If $g(X)\in \Bbb Z[X]$ irreducible polynomial, then $\langle g(X) \rangle \trianglelefteq \Bbb Z[X]$ is not maximal

Question

I would like to prove that given an irreducible polynomial $g(X)\in \Bbb Z[X]$, then the ideal $\langle g(X) \rangle \trianglelefteq \Bbb Z[X]$ is not maximal.

One can think to prove $$\langle g(X) \rangle \subsetneq \langle p,g(X)\rangle \subsetneq \Bbb Z[X]$$ and maybe to use the ring isomorphism $$\frac{\Bbb Z[X]}{\langle p,g(X) \rangle}\cong\frac{\Bbb Z_p[X]}{\langle \overline g(X) \rangle }$$ where $p$ is a prime number and $\overline g(X)$ is $g(X)$ with coefficients in $\Bbb Z_p$. But how could we proceed?

I face difficulty to prove $\langle p,g(X)\rangle \subsetneq \Bbb Z[X]$.

I know that this may be an easy question, but I have stuck. Also, any other ideas are welcome!

Answer 1

Hint: $\langle g\rangle$ cannot contain any elements with degree lower than the degree of $g$ (apart from the zero polynomial).

Answer 2

The ideal $\langle p,g(x)\rangle$ cannot contain the residues $1,\ldots,p-1$ if the degree of $g(x)$ is $\geq 1$.

Answer 3

Taking into consideraction Arthur's and Wuestenfux's answers, I ll try to write down the full answer.

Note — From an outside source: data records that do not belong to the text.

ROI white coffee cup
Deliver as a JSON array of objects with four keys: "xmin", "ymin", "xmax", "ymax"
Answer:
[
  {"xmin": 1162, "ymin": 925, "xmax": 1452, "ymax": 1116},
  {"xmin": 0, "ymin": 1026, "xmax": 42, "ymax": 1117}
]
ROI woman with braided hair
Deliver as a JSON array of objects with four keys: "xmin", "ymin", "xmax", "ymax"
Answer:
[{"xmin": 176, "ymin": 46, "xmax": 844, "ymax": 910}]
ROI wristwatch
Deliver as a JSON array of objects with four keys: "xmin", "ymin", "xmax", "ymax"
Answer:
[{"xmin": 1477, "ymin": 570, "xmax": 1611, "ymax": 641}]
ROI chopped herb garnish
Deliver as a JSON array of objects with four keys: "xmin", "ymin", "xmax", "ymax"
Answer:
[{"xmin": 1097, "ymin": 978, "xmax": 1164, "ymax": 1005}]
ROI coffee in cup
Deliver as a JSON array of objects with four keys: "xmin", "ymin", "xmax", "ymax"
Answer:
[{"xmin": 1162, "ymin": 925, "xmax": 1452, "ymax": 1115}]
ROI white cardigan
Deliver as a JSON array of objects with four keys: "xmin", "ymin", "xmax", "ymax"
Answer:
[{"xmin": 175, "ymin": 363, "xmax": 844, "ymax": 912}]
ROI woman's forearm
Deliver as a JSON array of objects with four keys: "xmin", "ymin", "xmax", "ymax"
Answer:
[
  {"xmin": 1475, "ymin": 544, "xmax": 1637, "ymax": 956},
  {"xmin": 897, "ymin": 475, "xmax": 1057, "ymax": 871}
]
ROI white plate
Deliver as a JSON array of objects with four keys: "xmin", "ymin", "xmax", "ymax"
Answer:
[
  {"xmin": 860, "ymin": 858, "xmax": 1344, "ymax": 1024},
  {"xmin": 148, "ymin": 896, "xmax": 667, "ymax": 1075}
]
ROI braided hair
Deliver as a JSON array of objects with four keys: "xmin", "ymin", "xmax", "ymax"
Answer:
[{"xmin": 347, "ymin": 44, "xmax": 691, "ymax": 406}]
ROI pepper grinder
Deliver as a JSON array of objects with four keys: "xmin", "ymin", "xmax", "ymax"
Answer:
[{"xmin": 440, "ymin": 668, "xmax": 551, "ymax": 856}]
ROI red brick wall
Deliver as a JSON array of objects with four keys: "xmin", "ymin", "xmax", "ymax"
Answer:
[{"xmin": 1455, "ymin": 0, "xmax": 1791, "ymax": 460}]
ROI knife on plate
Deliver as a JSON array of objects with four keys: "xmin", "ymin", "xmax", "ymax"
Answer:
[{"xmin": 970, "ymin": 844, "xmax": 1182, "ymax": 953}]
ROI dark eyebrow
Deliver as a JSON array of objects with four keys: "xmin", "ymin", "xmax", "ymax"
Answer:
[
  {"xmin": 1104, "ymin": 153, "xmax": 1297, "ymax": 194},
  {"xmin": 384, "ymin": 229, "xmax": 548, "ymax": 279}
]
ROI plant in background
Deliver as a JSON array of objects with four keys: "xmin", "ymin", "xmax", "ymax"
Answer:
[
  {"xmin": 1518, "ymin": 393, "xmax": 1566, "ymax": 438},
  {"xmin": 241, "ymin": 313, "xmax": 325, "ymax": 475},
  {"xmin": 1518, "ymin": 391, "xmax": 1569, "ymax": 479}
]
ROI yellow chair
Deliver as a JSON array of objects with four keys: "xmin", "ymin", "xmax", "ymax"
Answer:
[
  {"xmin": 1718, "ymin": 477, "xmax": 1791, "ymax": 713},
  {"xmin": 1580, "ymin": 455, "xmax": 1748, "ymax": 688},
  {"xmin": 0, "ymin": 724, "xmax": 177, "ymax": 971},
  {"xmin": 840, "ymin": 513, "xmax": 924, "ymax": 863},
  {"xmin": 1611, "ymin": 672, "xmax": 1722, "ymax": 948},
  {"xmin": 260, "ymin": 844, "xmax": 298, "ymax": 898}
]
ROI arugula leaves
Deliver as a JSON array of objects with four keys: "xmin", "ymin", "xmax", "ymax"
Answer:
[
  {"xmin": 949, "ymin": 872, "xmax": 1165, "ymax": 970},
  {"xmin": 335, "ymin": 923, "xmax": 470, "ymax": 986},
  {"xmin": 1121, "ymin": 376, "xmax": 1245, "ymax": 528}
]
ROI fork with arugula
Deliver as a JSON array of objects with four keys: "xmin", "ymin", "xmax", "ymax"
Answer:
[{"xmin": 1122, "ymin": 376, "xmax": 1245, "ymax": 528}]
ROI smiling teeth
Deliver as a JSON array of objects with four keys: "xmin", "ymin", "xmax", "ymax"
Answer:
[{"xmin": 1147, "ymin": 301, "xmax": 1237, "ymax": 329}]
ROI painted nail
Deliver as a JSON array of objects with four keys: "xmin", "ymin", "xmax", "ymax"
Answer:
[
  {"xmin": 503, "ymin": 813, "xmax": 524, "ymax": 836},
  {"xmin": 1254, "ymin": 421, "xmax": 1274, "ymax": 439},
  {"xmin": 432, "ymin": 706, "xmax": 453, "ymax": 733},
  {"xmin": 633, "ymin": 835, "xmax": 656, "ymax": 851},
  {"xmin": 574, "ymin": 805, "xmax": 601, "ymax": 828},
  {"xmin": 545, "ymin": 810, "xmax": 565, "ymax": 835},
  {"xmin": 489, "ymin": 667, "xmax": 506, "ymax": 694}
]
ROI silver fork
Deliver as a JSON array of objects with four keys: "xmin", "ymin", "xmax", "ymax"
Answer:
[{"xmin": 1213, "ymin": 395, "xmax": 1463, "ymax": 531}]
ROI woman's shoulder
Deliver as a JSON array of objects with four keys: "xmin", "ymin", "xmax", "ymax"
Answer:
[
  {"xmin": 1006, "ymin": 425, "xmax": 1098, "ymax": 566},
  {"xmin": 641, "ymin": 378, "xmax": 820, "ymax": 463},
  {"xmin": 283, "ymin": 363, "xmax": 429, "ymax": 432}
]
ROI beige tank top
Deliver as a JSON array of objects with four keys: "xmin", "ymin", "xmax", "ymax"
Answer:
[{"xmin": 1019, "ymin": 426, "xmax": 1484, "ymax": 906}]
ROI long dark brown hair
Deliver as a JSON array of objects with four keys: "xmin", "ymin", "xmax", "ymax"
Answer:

At first, if $\deg g(X)=0\implies g(X):=m\in \Bbb Z$, then $\Bbb Z[X]/\langle m \rangle \cong \Bbb Z_m[X]$, which is not a field, so $\langle g(X)\rangle $ is not maximal.

Now, we will assume that $\deg g(X)\geq 1$.

• $\langle g(X)\rangle \subsetneq \langle p ,g(X) \rangle$, because if so, $p\in \langle g(X)\rangle \implies p=q(X)g(X),\ q(X) \in \Bbb Z[X \implies \deg (p)=\deg q(X)+\deg g(X) \implies 0=d_1+d_2,$ where $d_1,d_2\in \Bbb N$ and $d_2\geq 1$, contradiction.
• $\langle p ,g(X) \rangle \subsetneq \Bbb Z[X]$: We will show that $$1\notin \langle p ,g(X) \rangle \iff \langle p ,g(X) \rangle \neq \Bbb Z[X].$$ We suppose, contrary, that $1\in \langle p ,g(X) \rangle$. Then, \begin{alignat*}{2} 1\in \langle p ,g(X) \rangle \iff 1=a(X)p+b(X)g(X), \tag{*} \end{alignat*} for some $a(X),b(X)\in \Bbb Z[X]$. We consider the following cases:

(1) If $a(X),b(X)=0$, we have immediately contradiction, through (*).

(2) If $a(X)\neq 0,\ b(X)=0$, then $1=b(X)g(X) \implies \deg g(X)=0$, contradiction.

(3) If $b(X)\neq 0,\ a(X)=0$, then $1=a(X)p \implies p|1$, contradiction.

(4) If $a(X)\neq 0,\ b(X)\neq 0$, then if we take degrees in (*), we will have $$0=\max\{ \deg(a(X)p),\underbrace{\deg (b(X)g(X))}_{\geq 1} \},$$ so again we have a contradiction.